第2シード学法石川が、東日本国際大昌平を6ー5の接戦の末破り、3回戦に進出した。
「打った感触で確信した」。2ー2の同点で迎えた6回無死満塁のチャンスで代打・佐藤辿柊(てんしゅう、2年)が、インコース高めの真っすぐを完璧に捉え、右越えに満塁本塁打。「代打の準備はできていた。スタンドやベンチの声援が打たせてくれた」と、渾身(こんしん)のガッツポーズを掲げ、ダイヤモンドを一周。高校通算3本目は、チームを勝利へと導く、自身初の満塁本塁打となった。福島大会における代打満塁本塁打は、夏は15年ぶり2人目の快挙。歴史の1ページに新たに名を刻んだ。
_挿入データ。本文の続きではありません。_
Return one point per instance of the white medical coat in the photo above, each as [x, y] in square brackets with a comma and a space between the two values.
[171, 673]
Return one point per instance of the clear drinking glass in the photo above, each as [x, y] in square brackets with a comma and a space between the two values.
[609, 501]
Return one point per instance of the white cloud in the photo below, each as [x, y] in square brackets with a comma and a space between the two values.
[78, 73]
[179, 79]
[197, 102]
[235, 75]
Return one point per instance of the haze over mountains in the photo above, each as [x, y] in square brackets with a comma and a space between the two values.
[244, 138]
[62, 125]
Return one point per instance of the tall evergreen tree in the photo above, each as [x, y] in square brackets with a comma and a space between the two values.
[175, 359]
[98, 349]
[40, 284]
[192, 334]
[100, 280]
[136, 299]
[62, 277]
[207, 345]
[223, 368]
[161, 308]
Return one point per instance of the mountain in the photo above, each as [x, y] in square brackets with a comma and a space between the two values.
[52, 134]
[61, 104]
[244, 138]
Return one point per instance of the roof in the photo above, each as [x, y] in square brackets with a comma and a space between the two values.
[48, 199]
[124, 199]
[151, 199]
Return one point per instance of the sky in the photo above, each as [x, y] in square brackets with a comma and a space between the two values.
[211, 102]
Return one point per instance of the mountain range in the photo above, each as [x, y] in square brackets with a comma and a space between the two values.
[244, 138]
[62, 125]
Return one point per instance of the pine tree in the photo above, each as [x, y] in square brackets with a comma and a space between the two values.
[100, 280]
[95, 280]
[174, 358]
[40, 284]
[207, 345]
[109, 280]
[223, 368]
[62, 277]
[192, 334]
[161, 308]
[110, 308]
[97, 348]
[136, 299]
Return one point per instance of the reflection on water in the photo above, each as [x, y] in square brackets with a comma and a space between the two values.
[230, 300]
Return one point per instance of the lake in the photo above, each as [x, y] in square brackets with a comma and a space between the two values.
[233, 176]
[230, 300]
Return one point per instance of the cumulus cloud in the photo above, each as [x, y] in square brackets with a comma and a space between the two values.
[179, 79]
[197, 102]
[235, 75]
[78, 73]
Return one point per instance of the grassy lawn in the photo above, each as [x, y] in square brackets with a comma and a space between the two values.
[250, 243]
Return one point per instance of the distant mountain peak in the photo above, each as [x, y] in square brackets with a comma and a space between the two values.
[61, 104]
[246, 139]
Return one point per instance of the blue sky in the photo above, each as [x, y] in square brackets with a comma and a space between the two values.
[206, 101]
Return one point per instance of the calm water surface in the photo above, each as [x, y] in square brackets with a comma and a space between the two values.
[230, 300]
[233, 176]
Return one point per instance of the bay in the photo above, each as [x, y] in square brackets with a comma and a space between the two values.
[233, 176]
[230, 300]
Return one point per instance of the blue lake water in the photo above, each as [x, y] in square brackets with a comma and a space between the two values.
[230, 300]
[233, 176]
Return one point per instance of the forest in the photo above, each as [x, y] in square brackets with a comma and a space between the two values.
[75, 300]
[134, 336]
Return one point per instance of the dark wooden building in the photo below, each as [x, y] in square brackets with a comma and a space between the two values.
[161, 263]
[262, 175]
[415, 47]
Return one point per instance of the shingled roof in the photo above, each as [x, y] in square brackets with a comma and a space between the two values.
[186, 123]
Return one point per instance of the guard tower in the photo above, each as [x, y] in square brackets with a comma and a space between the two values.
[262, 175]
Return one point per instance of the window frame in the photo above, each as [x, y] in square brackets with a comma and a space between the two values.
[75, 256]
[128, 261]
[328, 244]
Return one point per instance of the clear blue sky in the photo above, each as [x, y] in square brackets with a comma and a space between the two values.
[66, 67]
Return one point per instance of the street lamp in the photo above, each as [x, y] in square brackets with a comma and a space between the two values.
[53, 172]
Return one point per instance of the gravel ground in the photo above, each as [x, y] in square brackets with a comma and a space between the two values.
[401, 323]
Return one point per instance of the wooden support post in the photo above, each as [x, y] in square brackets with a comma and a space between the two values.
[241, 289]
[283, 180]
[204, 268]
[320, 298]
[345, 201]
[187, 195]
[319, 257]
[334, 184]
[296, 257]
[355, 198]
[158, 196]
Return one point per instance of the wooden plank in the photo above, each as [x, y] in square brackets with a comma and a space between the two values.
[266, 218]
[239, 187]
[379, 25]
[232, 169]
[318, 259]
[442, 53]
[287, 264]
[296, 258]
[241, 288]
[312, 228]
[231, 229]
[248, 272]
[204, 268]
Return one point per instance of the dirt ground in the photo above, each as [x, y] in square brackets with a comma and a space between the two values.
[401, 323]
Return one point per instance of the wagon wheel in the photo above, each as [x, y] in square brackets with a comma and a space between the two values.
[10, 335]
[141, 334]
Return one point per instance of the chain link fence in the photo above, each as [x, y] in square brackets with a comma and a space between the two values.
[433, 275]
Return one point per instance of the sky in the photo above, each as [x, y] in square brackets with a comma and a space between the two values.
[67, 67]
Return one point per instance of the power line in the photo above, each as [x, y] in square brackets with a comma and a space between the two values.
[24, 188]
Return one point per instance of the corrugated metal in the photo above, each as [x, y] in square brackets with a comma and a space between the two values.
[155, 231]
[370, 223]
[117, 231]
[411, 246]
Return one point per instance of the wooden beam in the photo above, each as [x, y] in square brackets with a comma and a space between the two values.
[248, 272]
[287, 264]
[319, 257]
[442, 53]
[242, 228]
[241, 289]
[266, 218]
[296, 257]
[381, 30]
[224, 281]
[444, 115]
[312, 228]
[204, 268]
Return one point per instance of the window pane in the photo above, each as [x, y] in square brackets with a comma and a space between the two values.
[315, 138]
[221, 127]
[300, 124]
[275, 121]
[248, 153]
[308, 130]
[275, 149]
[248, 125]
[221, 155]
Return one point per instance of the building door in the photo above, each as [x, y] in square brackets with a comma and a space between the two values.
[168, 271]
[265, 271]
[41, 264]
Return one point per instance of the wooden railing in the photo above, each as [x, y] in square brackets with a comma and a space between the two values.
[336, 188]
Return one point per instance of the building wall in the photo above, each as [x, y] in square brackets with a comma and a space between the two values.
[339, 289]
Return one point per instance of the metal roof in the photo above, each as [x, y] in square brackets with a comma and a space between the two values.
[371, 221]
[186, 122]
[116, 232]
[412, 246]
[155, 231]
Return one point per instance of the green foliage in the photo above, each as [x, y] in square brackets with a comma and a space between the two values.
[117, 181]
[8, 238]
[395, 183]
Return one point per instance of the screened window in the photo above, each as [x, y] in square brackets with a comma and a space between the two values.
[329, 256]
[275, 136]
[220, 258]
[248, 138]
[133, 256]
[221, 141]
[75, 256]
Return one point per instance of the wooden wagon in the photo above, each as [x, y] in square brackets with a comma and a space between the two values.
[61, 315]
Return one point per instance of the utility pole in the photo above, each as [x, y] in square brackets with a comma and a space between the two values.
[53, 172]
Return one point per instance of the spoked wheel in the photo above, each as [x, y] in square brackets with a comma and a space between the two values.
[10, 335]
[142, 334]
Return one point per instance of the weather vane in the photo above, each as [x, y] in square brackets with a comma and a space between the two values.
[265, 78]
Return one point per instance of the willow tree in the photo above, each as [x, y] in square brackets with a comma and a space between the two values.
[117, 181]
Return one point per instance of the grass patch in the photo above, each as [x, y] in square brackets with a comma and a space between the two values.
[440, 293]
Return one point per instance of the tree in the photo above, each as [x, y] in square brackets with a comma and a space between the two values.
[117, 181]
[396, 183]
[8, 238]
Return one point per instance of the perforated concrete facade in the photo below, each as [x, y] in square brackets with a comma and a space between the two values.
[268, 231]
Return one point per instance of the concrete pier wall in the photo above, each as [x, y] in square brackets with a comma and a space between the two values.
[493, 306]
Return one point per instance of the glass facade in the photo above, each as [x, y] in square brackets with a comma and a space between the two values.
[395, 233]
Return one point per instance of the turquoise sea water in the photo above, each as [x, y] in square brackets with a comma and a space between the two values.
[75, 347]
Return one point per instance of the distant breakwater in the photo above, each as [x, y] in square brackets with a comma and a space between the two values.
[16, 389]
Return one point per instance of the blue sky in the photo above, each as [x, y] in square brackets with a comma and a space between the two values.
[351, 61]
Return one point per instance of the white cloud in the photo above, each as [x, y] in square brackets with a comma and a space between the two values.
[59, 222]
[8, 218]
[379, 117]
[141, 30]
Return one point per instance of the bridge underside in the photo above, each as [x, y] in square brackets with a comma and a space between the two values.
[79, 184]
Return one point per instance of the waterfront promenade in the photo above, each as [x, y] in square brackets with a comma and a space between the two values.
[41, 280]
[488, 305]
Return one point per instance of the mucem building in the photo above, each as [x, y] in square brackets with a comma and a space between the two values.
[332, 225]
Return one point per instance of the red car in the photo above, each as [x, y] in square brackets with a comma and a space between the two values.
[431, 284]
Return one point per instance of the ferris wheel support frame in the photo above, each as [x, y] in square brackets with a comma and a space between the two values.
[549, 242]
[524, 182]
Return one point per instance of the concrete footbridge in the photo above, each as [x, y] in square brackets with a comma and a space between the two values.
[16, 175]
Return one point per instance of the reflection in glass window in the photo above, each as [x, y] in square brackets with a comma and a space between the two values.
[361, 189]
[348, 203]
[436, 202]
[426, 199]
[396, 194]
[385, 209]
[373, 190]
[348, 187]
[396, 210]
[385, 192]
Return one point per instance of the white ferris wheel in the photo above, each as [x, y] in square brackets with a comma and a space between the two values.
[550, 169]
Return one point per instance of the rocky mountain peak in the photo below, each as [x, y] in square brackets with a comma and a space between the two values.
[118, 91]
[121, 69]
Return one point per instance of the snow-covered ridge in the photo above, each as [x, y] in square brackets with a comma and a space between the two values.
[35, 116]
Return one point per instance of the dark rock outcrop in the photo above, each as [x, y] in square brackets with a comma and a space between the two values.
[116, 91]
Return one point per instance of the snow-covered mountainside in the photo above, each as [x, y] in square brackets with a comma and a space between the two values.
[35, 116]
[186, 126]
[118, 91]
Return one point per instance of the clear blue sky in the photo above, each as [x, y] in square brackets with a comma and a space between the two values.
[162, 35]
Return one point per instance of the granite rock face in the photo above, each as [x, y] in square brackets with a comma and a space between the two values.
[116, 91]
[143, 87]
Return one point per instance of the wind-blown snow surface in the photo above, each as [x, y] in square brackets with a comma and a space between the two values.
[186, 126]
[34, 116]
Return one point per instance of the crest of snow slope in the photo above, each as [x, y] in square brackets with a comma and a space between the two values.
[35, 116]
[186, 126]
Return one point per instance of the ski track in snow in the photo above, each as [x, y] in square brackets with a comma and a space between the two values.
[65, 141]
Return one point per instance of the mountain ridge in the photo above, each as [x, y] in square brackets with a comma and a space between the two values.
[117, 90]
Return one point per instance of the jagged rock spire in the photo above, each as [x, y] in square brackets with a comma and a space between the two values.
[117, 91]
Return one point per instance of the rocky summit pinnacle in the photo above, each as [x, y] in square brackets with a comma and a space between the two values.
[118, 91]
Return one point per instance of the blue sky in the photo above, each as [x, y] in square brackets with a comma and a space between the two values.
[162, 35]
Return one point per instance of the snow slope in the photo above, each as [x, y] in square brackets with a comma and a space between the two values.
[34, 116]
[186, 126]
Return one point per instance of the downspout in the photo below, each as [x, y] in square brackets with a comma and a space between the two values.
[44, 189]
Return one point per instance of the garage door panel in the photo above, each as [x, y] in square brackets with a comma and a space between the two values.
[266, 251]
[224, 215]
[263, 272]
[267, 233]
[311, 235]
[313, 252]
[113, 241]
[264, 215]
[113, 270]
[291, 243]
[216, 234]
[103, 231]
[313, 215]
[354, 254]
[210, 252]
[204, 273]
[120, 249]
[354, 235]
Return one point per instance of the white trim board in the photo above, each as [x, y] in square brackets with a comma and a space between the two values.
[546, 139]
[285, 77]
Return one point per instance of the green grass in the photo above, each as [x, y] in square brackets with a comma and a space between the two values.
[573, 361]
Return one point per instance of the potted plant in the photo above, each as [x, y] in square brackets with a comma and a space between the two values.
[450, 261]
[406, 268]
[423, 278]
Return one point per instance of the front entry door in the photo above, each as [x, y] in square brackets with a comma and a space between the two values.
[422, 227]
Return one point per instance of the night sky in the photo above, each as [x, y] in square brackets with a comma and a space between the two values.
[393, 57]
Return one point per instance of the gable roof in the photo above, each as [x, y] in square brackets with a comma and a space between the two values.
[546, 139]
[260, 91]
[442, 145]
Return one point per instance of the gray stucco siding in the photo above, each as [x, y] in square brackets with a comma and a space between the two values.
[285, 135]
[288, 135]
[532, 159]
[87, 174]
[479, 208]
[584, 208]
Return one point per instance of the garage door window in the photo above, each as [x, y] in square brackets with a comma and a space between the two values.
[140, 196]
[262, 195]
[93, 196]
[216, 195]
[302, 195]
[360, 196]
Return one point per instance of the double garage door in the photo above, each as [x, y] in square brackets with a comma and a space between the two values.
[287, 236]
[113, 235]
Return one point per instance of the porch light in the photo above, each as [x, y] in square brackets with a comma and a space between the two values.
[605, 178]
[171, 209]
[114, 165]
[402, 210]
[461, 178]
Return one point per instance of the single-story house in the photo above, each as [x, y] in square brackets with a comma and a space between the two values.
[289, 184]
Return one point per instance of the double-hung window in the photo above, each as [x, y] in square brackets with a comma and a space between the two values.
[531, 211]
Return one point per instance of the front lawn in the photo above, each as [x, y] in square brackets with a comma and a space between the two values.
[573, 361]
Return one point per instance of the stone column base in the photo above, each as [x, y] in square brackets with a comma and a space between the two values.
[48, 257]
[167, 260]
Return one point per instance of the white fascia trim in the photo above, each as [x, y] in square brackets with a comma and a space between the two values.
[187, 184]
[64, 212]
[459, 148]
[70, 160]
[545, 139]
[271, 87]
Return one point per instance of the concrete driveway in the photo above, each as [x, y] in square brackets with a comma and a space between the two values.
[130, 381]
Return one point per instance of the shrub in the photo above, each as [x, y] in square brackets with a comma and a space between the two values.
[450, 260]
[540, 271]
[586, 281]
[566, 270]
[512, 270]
春の悔しさをバネに今夏に懸ける。佐藤は、春季地区大会では背番号「14」でベンチ入り。だが、2度の代打でのチャンスを生かせず、県大会ではベンチ外となる屈辱を味わった。その悔しさを晴らすためにその後、打撃フォームの改善に着手。1週間前にようやく仕上がり、この日の初戦を迎えていた。「守備には自信がないので、自分のできること(打撃)でチームに貢献する」。佐々木順一郎監督は「上半身の技術はピカイチ。信頼して代打起用している」と佐藤を称賛した。